She saw his face and screamed.
“STOP!”
The attack ceased, everyone spinning to Dot, confused.
All except Agatha, who now saw the pirate’s bloodied, bruised face in the moonlight.
The pirate who wasn’t a pirate at all.
“Daddy?” Dot gasped.
Curled up on the stone, the Sheriff of Nottingham squinted up at her, his wild hair coated with rain, his beard dripping blood, his right eye swelling. “I really don’t like your friends,” he snarled.
“What are you doing here?” Dot asked as she, Hester, and Anadil sheepishly helped him up, the Sheriff giving the latter two a hateful look.
His face contorted with pain as he ignored his daughter and looked right at Agatha. “If you want to save your boyfriend, we have to go now.”

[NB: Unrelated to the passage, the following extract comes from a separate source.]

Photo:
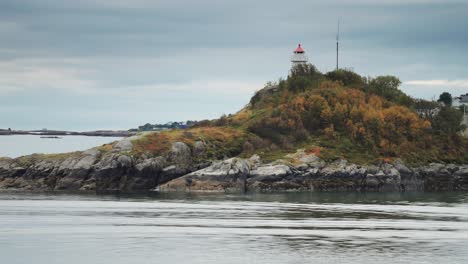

Agatha’s chest tightened again, her eyes darting off the catwalk towards the castle. “Go where? There’s no way out . . . there’s pirates . . . they’re coming . . .”
Except they weren’t coming, she realized.
Because she didn’t see any pirates at all.
Not on the catwalk. Not in the School for Evil. Not in the School for Good.
Every last pirate. Gone.
It’s a trap, she thought.
“No time to faff around, Agatha,” the Sheriff growled. “Rhian ain’t just killing your boyfriend. He’s killing all of ’em, Dovey included.”
It hit Agatha like a kick to the stomach. She saw teachers pale around her. Hort too, scared for Nicola.
“Bring your best fighters,” the Sheriff ordered, turning to leave. “Young ones and teachers stay behind to protect the school.”
Agatha couldn’t breathe. “B-b-but I told you! There’s no way to get us out of here safely! Even if we could, there’s no way to get us to Camelot in time—”
“Yes there is,” said the Sheriff, turning back to her.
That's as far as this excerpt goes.